Lilia Shevtsova, senior associate at the Carnegie Moscow Centre, thinks that people such as Tchakarov are in for one themselves. Writing in The Moscow Times, Shevtsova suggested that the regime will become more repressive than it’s ever been in the wake of the election, not only to break up the opposition movement, but also just to keep a lid on what is likely to be increasingly widespread discontent.

Even if one disagrees with the specifics of this latter view, it is nevertheless easier to subscribe to than the former one. One doesn’t have to be one of those journalists who secretly hope that the regime takes its gloves off and transforms them all into war correspondents to note the already disturbing signs. Foreign Policy‘s Julia Ioffe has noted the manner in which the regime cracked down on opposition media throughout the election campaign. Prokhorov’s campaign complained last week that its banners had been torn down illegally throughout the country. And riot police on the streets of the city yesterday — reportedly one quarter of the country’s total force — were not brought to town to keep loyalists in check.

After days of uncertainty following the authorities’ refusal to approve a post-election protest for Moscow’s Lyublanka Ploshchad for this afternoon, the opposition announced late last week that one had been approved for Pushkinskaya, a little father away from the Kremlin, instead. Given the opposition leaders had said they would protest regardless, there was a certain sense of relief among them when the deal finally went through.

In every case that an unsanctioned meeting has gone ahead — such on December 5, when Navalny was arrested for attempting another unauthorised march, and in a separate protest on Ploshchad Revolyutsii, just outside the Kremlin, last weekend — the good graces displayed by the police these past months suddenly dissipated. No doubt the opposition leaders were worried as well about what sort of turn-out they might expect at such a protest. The unsanctioned meetings that have taken place thus far have not only been repressed. They have also been poorly attended.

Optimists have suggested that today’s authorised protest is likely to inspire the opposition’s highest turn-out yet. There has even been talk of an occupation, of the kind that kick-started Ukraine’s Orange Revolution seven years ago.

But certain nationalist elements of the opposition have already begun to accuse their liberal counterparts of cowardice and unacceptable compromise and have promised to head to Lyublanka anyway. Others have suggested that a splinter group may attempt to march on the Kremlin from Pushkinskaya. After three months of playing the peaceful democrat, Navalny now seems to be itching for a fight: he originally said the opposition should protest in Lyublanka anyway and then, when Pushkinskaya was authorised as the site of the rally, invited his Twitter follows on an unauthorised march with him to Manezh Ploshchad, just outside the Kremlin’s walls, when it was over.
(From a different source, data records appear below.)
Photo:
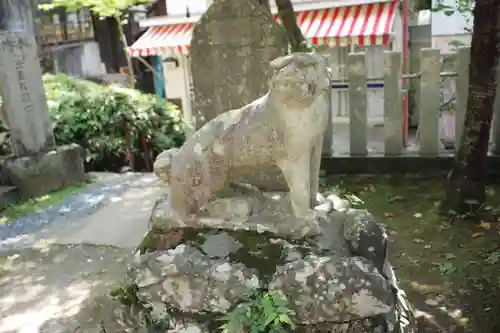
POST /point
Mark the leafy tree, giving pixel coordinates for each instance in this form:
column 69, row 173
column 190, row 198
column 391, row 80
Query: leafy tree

Regardless of Navalny’s celebrity, such a march is unlikely to involve the vast majority of protesters. Regardless of the number who do get involved, it is likely to be shut down pretty quickly.

But that’s just the problem. It seems unlikely that the authorities will continue to authorise protests from here on in, especially after an election that they will be able to claim, accurately or otherwise, has returned their man to power legitimately. But the opposition’s rank and file seem unwilling to protest without such authorisation.

Unless they prove prepared to radicalise — and it seems unlikely at this point that they will, today or at any other time — then their numbers are likely to dwindle, leaving only the hardcore among them to battle it out with police for the next six years. Whether a long war of attrition or a direct collision between the regime and civil society, the result of the weekend’s result remains as up in the air as ever.

Later today, we can expect it to land.